Un yankee à Gamboma, un livre d’un jeune pour les jeunes

 

En dehors des hommes politiques et des parents de Nicolas et quelques adultes de Gamboma, le récit du jeune Marius Nguié met en relief la jeunesse de Gamboma. Nicolas est un jeune élève. Son amitié avec le jeune Benjamin alias Sous-off font de lui un traitre de sa bande formée par d’autres jeunes amis tels Martin, Fernand, Sylvain… Du côté de la jeunesse féminine, on peut citer Nadia la Miss Gamboma qui aura pour amant Sous-off avant que ce dernier, abandonné par cette dernière, s’amourache de la jeune Yasmine. La jeunesse dans Un yankee à Gamboma dénonce aussi quelques dépravations consécutives aux douloureux évènements de la décennie 90 comme le viol : « [Benjamin] avait étendu Karine sur l’herbe, l’avait mise à quatre pattes, puis lui avait mis son gros zizi dans le cul » (p.15). C’est au niveau de cette jeunesse marquée par la décennie 90, que l’on peut remarquer le tribalisme au Congo qui épouse souvent la politique. Pour Sous-off, « les Mbochis leur ont volé un quart de siècle » (p.15). Fernand n’apprécie pas l’amitié entre Nicolas et Benjamin parce que n’étant pas de la même tribu : « dès que je prononçais [le nom de Sous-off] (…) des amis (…) me prenaient pour un fou parce que je le fréquentais » (p.31). Mais Nicolas ne se laissera pas gagner par le tribalisme.

 

De la langue française au langagier congolais

 

S’il est un point qui caractérise Un yankee à Gamboma, c’est le travail langagier qui crée un point entre le français classique et le langage francisé du Congo en général et de Gamboma en particulier.
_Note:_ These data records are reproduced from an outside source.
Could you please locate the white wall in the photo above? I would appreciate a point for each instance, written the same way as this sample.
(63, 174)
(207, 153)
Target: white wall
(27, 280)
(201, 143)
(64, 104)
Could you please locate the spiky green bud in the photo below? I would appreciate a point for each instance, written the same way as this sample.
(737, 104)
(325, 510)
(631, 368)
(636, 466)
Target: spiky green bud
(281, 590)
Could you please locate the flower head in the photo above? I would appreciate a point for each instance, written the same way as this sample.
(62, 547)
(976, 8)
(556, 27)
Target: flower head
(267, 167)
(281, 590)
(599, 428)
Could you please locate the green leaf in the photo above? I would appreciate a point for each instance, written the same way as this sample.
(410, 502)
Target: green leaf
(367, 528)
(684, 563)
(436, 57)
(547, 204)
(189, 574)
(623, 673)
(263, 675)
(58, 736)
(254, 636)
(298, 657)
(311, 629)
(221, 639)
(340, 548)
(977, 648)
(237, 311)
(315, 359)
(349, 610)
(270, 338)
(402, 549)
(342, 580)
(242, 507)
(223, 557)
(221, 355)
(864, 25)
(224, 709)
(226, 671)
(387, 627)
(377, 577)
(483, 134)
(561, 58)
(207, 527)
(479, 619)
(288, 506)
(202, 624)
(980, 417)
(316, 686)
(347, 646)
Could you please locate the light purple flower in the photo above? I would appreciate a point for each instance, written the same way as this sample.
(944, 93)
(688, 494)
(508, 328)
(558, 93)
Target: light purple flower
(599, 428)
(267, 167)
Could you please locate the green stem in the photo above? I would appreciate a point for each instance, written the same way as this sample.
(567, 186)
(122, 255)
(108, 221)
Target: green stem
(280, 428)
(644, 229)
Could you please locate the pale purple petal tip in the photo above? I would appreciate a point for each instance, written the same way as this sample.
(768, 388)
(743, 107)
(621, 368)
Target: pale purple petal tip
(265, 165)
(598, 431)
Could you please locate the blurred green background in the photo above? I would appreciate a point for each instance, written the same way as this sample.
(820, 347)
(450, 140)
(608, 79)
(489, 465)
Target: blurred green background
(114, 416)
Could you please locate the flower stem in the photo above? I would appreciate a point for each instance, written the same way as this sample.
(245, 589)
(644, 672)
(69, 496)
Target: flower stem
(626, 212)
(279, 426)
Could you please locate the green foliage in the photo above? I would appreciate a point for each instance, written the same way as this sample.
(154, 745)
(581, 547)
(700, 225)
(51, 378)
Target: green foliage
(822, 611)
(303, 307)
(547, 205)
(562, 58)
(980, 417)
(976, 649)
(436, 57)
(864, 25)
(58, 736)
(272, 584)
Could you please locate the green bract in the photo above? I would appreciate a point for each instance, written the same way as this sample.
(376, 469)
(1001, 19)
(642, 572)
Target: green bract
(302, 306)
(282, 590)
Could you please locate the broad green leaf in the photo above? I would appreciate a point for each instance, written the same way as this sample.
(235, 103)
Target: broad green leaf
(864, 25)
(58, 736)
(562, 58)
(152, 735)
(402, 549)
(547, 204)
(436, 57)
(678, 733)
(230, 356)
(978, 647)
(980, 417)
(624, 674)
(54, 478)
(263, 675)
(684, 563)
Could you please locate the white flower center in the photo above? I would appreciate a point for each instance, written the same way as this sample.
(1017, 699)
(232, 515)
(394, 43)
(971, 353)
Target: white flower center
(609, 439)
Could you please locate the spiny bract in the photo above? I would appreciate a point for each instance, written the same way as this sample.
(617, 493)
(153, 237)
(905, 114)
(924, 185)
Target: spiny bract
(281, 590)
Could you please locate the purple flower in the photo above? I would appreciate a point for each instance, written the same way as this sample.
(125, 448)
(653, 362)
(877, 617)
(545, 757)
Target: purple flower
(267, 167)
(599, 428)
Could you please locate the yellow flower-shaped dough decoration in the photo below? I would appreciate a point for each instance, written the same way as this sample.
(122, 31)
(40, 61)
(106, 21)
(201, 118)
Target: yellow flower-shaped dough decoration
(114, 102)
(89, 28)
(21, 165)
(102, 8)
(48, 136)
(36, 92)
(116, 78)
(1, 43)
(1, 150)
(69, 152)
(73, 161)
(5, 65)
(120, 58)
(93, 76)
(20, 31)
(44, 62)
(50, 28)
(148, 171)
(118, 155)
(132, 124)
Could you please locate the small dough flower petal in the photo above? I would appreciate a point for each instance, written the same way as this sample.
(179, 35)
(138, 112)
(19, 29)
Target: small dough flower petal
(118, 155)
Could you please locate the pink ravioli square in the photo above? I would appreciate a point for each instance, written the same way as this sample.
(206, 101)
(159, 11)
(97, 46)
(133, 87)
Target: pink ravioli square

Quelques exemples : « [A] l’élection de Miss Gamboma qui est sincèrement une affaire de bordèles. En français de Gamboma, une bordèle est une femme facile qu’on appelle aussi « cuisse légère » (p.40), « Elle me dit que Sous-off était performant, qu’il pouvait rester une heure et quart sur [sa copine Nadia] sans verser. En français de Gamboma, verser dans une femme, ça veut dire éjaculer » (p.47). Et ce genre de textes explicatifs apparait à tout moment quand le récit met en exergue le français congolais.

 

Un yankee à Gamboma, un texte qui se lit d’un trait qui lie les deux principaux héros. Nicolas raconte son histoire tout en présentant le séjour de son ami Sous-off à Gamboma. Aussi, l’auteur dans le mélange de deux narrations qui s’interpellent tout au long du récit, crée une nouvelle dynamique dans le roman congolais.